The Attorney General may grant asylum or withholding of removal to an alien in removal proceedings if the alien establishes that he or she is a “refugee” under the Immigration and Nationality Act (INA). 8 U.S.C. §§ 1158(a) and (b), 1231(b)(3)(A); Lin-Zheng, 557 F.3d at 149 n. 1; Wong v. Attorney General, 539 F.3d 225, 232 (3d Cir.2008). Under the INA, a “refugee” is defined as “ ‘any person who is outside any country of such person’s nationality ... and who is unable or unwilling to return to, and is unable or unwilling to avail himself or herself of the protection of, that country because of persecution or a well-founded fear of persecution on account of race, religion, nationality, membership in a particular social group, or political opinion....’” Wong, 539 F.3d at 232 (citing 8 U.S.C. § 1101(a)(42)(A)).

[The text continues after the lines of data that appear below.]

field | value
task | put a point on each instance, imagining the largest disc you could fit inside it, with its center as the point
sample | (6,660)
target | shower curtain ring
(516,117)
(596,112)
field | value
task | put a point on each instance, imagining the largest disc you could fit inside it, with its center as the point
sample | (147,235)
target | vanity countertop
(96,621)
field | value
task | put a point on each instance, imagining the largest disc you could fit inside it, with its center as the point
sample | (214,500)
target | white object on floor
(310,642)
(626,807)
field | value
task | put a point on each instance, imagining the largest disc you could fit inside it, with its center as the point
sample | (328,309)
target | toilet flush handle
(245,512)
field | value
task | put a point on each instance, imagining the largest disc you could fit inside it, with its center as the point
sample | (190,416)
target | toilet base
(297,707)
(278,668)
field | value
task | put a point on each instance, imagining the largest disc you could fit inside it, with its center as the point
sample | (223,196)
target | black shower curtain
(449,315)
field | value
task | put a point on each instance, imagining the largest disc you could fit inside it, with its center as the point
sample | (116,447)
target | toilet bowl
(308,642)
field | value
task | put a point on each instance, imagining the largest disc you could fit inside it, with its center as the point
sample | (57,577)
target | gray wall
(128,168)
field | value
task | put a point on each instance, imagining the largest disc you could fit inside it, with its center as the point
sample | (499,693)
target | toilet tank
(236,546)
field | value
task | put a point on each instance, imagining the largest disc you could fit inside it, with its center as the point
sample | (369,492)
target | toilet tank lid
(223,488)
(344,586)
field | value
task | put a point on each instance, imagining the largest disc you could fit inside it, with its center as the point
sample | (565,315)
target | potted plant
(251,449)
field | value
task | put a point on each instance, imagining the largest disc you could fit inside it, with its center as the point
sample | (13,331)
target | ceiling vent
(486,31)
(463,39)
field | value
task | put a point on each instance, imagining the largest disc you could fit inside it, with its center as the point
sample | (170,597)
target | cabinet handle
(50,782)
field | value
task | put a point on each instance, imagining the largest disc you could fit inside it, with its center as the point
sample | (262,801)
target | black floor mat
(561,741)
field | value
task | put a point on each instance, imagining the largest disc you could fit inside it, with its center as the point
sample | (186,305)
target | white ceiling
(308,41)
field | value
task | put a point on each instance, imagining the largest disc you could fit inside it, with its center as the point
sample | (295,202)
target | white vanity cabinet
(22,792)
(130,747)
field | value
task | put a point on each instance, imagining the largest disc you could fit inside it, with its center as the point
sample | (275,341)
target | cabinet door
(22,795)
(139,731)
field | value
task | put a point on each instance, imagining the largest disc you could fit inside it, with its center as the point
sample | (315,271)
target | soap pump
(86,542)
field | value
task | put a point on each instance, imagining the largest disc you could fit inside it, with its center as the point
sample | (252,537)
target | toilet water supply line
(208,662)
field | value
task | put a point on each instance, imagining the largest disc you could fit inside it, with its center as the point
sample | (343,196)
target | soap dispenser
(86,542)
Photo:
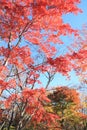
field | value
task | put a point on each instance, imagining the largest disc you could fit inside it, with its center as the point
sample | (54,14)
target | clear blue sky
(76,21)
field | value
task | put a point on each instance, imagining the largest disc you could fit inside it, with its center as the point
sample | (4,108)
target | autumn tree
(29,32)
(66,103)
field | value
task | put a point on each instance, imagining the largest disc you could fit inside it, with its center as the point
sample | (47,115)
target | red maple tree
(27,29)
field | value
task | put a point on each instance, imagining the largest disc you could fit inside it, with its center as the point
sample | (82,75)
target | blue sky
(76,22)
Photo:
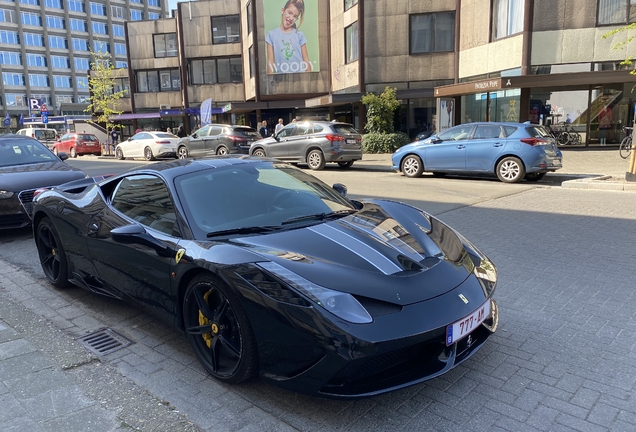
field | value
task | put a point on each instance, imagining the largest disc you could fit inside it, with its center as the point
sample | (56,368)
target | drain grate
(104,341)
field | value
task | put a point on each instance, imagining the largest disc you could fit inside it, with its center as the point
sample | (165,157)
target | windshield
(23,152)
(265,194)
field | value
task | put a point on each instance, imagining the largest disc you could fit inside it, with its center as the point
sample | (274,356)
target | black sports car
(25,165)
(269,270)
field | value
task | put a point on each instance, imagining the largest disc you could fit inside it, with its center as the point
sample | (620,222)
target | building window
(136,15)
(62,81)
(350,3)
(80,44)
(15,99)
(158,80)
(57,42)
(54,22)
(33,39)
(165,45)
(433,32)
(12,79)
(117,11)
(9,37)
(507,18)
(38,80)
(11,58)
(37,60)
(249,17)
(60,62)
(30,18)
(7,15)
(216,71)
(616,12)
(225,29)
(81,64)
(98,9)
(351,43)
(78,25)
(76,6)
(53,4)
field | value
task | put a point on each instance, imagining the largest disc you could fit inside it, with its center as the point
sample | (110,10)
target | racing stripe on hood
(369,254)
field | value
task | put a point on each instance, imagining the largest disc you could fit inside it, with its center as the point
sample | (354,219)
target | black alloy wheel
(219,331)
(52,255)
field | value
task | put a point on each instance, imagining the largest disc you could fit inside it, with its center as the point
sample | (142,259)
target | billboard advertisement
(291,41)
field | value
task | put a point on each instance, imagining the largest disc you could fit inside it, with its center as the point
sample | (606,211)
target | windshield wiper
(319,216)
(243,230)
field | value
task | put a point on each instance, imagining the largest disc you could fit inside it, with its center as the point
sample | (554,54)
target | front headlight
(341,304)
(5,194)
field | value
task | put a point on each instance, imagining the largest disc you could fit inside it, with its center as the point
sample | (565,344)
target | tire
(510,170)
(315,160)
(626,147)
(182,152)
(51,253)
(563,138)
(534,176)
(148,154)
(412,166)
(218,330)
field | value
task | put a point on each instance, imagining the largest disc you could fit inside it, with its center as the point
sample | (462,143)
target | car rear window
(344,128)
(537,131)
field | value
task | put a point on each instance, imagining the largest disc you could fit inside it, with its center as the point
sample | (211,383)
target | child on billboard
(286,45)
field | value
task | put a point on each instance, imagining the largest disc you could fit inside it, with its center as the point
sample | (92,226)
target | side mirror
(340,188)
(136,234)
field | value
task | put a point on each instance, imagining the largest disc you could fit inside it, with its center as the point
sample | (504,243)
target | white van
(48,137)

To establish asylum eligibility, a petitioner can demonstrate that he suffered from past persecution, and, if he does so, that “gives rise to a rebuttable presumption of a well-founded fear of future persecution.” Gomez-Zuluaga v. Attorney General, 527 F.3d 330, 341 (3d Cir.2008) (citation and internal quotation marks omitted). Even if an asylum applicant does not show that he suffered from past persecution, he

may still qualify for asylum if he shows that he has a well-founded fear of future persecution on account of a protected ground. A well-founded fear includes both a subjective and objective component. An applicant must show that he has a subjective fear of persecution that is supported by objective evidence that persecution is a reasonable possibility.

Shardar v. Attorney General, 503 F.3d 308, 313 (3d Cir.2007) (citations and internal quotation marks omitted).

To establish eligibility for withholding of removal, “a petitioner must ‘establish a clear probability,’ meaning ‘that it is more likely than not, that he/she would suffer persecution.’ ” Wong, 539 F.3d at 236 (citation omitted). If an applicant is ineligible for asylum, he is also ineligible for withholding of removal. Id. at 236-37.